Appellant insists, for a reversal, that replevin is a possessory action and that appellee has shown no sufficient title to maintain a suit for the possession of the automobile, inasmuch as it 'would have been delivered to Flanagin, and not to appellee, had the sale of the automobile been fully completed by delivery. It may be conceded that such is the law; but it does not follow on that account that the judgment must be reversed or the cause dismissed. It is true we have several times said that one may not sue for a tort and recover upon a contract. A number of cases so holding are cited in the case of Grist v. Lee, 124 Ark. 206, which is to the same effect. The reason for the rule was there stated in the language of the Court of Appeals of New York to be that “Pleading and a distinct issue are essential in every system of jurisprudence, and there can be no orderly administration of justice without them. If a party can allege one cause of action, and then recover upon another, his complaint will serve no useful purpose, but rather to ensnare and mislead his adversary.”
The reason given does not apply here, nor does the rule itself. It is true replevin is a possessory action (Spear v. Arkansas National Bank, 111 Ark. 29), but one may bring a replevin suit without asking a delivery of the property previous to the trial. He may have the title to the property adjudged even though he asks no immediate delivery of the property upon an order of delivery, which he may have upon making the affidavit and giving the bond required by law.

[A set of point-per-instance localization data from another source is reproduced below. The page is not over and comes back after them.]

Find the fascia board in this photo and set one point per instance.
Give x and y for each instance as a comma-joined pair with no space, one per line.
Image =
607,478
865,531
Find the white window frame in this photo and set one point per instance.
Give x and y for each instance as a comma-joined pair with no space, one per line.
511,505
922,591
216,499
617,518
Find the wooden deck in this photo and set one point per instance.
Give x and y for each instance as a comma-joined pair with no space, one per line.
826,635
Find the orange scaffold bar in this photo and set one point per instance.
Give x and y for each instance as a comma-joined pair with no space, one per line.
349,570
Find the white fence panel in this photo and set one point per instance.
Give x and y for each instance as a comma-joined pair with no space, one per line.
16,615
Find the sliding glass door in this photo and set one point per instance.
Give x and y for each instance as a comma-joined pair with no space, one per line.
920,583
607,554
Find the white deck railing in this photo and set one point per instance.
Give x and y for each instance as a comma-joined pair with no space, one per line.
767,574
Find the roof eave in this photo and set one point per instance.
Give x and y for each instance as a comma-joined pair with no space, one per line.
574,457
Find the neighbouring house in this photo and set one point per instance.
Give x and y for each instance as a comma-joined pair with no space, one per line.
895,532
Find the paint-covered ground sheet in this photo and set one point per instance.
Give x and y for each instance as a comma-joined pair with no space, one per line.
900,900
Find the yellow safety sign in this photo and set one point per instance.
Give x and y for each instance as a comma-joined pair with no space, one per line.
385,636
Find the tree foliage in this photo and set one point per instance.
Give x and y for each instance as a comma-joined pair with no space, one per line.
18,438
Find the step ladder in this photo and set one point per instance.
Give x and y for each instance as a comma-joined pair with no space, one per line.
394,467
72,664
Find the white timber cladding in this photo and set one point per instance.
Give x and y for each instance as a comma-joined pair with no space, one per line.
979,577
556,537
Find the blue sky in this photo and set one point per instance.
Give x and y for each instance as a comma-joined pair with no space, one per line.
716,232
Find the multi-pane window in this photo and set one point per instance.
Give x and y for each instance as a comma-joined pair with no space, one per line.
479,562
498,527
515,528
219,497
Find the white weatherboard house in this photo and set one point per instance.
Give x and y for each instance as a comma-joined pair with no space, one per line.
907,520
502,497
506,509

The cause may proceed to judgment without any delivery of the property prior to the judgment. The nature of the suit is not affected by the failure to issue an order of delivery. Eaton v. Langley, 65 Ark. 448. And the right to a judgment for the possession of the property, or for its value, will not be defeated because the party wrongfully detaining the property has parted with the possession at the time of the suit. Harkey v. Tillman, 40. Ark. 551; Hamilton v. Ford, 46 Ark. 245. The automobile company gave bond and retained the possession of the automobile.
Here there is no change in the cause of action. Appellee asked and w.as granted, relief to which he was not entitled; but that fact furnishes no sufficient reason for refusing him the relief to which the undisputed evidence shows he is entitled. He gave appellant his check upon the express understanding that an automobile would be delivered to Blanagin, and upon the refusal of .appellant so to deliver the automobile appellee was entitled to have his money returned to him. Appellant had no right to keep both the money and the automobile. There was no intention on appellee’s part to pay the outstanding debt of the milling company, and the appropriation of money for that purpose, which was paid for another purpose, was wholly without justification, and appellee is entitled to have a judgment for the money so wrongfully appropriated.
If the cause were dismissed, the trial of another suit would be in the same court, between the same parties, and upon the same testimony, and at its conclusion appellee would be entitled to have the jury told to return a verdict in his favor for the sum of money for which he now has judgment. Such circuity of action is contrary to the spirit and policy of our Code of Practice and will not be required.
The judgment of the court below will be modified, however, so as to permit the recovery only of the amount of the check, and the judgment will thus become purely a money judgment, and, as thus modified, it is affirmed.